During the years of the occupation, the museum was, to a certain extent, able to carry on its work ‘as usual’. Under Hannema’s leadership, the museum acquired numerous artworks and organised a series of well-attended exhibitions. Visitors to ‘Boijmans in the War’ will gain an insight into how Hannema and the museum struck a balance between artistic independence and the wishes of the Nazis. The exhibition highlights the difficult questions Hannema faced. To what extent do you dilute your vision in order to keep the museum open? Can you still organise exhibitions under the conditions set by the occupier? Is it important to remain active in such a situation or should you retreat?

The ambitious Hannema proved to be remarkably compliant with the new regime’s wishes and cooperated enthusiastically with its initiatives. But he also worked hard on behalf of Jewish and non-Jewish artists and collectors, some of whom he helped to get released. Nonetheless, after the Liberation he was charged with collaboration and dismissed as director. The exhibition coincides with the publication of a scholarly biography of Hannema by Wessel Krul, emeritus professor of the history of art at the University of Groningen, published by Prometheus.

The exhibition is accompanied by the latest in the series of Boijmans Studies, ‘A Controversial Past: Museum Boijmans Van Beuningen and the Second World War’ by Dr Ariëtte Dekker. The publication aims to provide transparency about the museum’s history during and after the Second World War. Dekker is a business economist and is the author of De Club Rotterdam (2008) and a biography of Anton Kröller (2015). The Boijmans Study sheds light on the role of Dirk Hannema and the museum’s important patrons, such as Franz W. Koenigs, D.G. van Beuningen and Willem van der Vorm, before, during and after the war.

The exhibition explores the various positions taken by artists in the city: artistic, political and in some cases an inevitable combination of the two. Artists who wished to continue to exhibit had to join the Kultuurkamer, an institution established by the Nazis. Many joined, but many refused – especially sculptors – and some artists joined the resistance, while others simply retreated to their studios and shut themselves away from the outside world.

Everyone had to adapt to the new situation. Questions around opportunism, naivety and different moral standpoints played a role and are raised in the exhibition. What is your role as an artist? When are you free to do as you wish?
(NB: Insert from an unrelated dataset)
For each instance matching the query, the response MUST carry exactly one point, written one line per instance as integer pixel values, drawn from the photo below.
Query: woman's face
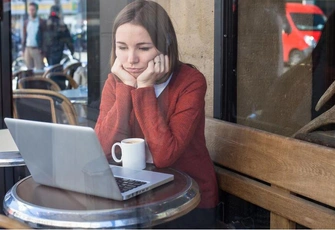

How principled can you be and still earn a living? The exhibition features works by Rotterdam-based artists such as Dick Elffers, Kees Timmer, Herman Bieling, Henk Chabot and Wally Elenbaas, who were faced with these questions.

The exhibition and accompanying Boijmans Study coincides with the completion of the museum’s investigation as part of the nationwide research project Museum Acquisitions from 1933. The aim was establish whether the collection contained artworks with a problematic provenance. The investigation focused on works acquired after 1933 or which changed hands in the period 1933-45. When the Nazis came to power in Germany in 1933, they persecuted the Jews and confiscated their property or forced them to sell it for extremely low sums. This large-scale art theft occurred in Austria following the annexation in 1938 and in occupied France and the Netherlands. In this period, Dutch museums unknowingly acquired some stolen artworks via art dealers, auction houses or private collectors. In later years also, museums acquired works not knowing that they were stolen, confiscated or forcibly sold during the Second World War.

The investigation into the collection of Museum Boijmans Van Beuningen has resulted in the restitution of seven artworks. Several of these case studies are dealt with in a separate section in the exhibition. In consultation with the heirs, the restituted works are being exhibited together with visualisations of the stories of the families involved, the works’ provenance and the restitution process.